Given a DOI, the pipeline:

  • Resolves a real full-text PDF — OpenAlex best_oa_location, then the locations[] array, Unpaywall, Europe PMC search-by-DOI, and publisher direct-PDF patterns (Frontiers, PLOS, PMC) — validating the %PDF magic bytes so a landing-page HTML never masquerades as a paper.
  • Extracts text (pdfplumber) and runs an article-tuned structured extraction (methods → results → discussion ontology, not a book's chapter framing).
  • Emits a structured record — study-design facets (the 8-facet taxonomy), sample (N, k), the effects read from the results tables (statistic, value, k, N, and the table they came from), key claims, and license-gated salient passages.

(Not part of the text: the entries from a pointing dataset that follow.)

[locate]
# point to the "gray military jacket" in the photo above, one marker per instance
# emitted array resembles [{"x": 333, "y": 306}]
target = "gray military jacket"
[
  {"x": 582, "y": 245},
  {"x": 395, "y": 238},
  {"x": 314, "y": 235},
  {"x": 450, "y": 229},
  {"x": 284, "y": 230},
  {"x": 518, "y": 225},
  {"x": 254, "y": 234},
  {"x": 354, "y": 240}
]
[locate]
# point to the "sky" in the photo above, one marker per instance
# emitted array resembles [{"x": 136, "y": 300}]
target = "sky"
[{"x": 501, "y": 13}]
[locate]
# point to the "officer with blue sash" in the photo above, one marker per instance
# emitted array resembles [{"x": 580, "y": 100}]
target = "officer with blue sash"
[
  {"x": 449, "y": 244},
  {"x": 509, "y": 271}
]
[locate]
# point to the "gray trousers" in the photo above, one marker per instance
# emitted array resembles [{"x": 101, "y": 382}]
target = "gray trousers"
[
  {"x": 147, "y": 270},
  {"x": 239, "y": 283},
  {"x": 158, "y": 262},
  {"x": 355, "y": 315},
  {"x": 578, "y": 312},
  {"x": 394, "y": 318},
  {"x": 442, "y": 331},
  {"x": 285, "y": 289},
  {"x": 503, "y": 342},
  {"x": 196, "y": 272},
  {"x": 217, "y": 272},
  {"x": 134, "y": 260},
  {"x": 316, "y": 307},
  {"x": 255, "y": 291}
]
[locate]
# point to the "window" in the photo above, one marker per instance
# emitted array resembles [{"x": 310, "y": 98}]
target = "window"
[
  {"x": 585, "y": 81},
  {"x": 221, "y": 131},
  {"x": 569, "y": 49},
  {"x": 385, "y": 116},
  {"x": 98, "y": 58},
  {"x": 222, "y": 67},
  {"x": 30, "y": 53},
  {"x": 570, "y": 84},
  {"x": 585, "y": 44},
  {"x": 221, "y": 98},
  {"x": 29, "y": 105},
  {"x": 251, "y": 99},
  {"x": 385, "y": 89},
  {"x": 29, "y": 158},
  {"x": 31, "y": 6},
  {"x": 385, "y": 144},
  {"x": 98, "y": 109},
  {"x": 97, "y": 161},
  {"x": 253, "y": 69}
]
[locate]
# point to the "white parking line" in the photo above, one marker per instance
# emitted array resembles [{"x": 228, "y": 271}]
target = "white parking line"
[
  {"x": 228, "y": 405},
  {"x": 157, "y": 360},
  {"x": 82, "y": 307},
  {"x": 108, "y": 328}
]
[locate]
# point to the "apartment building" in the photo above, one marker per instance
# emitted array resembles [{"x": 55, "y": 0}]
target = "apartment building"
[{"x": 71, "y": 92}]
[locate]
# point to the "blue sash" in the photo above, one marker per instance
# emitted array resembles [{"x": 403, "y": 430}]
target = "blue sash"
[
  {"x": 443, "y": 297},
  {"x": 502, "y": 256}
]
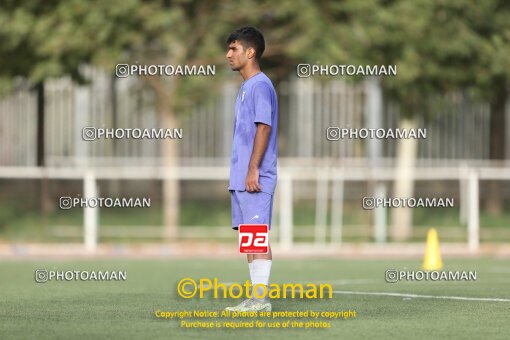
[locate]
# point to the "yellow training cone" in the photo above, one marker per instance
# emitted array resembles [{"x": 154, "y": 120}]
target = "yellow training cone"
[{"x": 432, "y": 259}]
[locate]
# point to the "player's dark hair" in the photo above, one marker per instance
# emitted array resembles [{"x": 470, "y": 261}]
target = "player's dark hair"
[{"x": 249, "y": 37}]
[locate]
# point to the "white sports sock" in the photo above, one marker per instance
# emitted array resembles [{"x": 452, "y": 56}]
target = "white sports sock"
[{"x": 261, "y": 270}]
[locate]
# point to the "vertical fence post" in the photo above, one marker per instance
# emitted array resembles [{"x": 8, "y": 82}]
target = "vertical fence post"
[
  {"x": 286, "y": 213},
  {"x": 337, "y": 205},
  {"x": 90, "y": 214},
  {"x": 321, "y": 208},
  {"x": 381, "y": 226},
  {"x": 474, "y": 205}
]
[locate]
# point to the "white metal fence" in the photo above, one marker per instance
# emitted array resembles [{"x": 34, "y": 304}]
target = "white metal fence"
[{"x": 329, "y": 197}]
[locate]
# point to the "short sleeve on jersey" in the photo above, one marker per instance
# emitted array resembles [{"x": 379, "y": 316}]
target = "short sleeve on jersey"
[{"x": 262, "y": 102}]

A second stage maps each effect's free-text endpoints to canonical construct IDs and emits curator-gated effect-size proposals — it never auto-promotes (the write path stays human-in-the-loop).

Data shape

extract-article --doi <doi>  →  ArticleExtraction {
  design: { design_family, causal_identification, time_structure, data_mode, analysis_math },
  sample: { n, k_studies, population, setting, country },
  effects: [{ from, to, statistic_type, value, k_studies, n_total, location, corrected }],
  salient_passages: [{ section, quote }], key_claims, limitations
}
extraction-to-proposals  →  curator EffectSize proposals (mapped to construct.<id>)
  • Stateless per article; the extraction JSON is the cache (idempotent / resumable).
  • Curator-gated: proposals are reviewed before promotion; a verify-job backstop independently checks each promoted claim against its source.

Why it matters

  • Reproduces hand-sourcing, automatically. On a real test it pulled the same pooled correlations a human researcher had hand-read from the same paper — with table-level provenance — and a single bulk pass grew the registry by ~150 effects.
  • The honest ceiling is named. ~42% of "open access" articles resolve to a fetchable full-text PDF; the rest are landing-page / bronze OA or bot-blocked and route to the acquisition queue. The pipeline reports what it could and couldn't reach rather than silently truncating.
  • It compounds. Sourcing waves add evidence one agent at a time; this adds it one article at a time, automatically, and keeps paying off as new open-access primaries are harvested.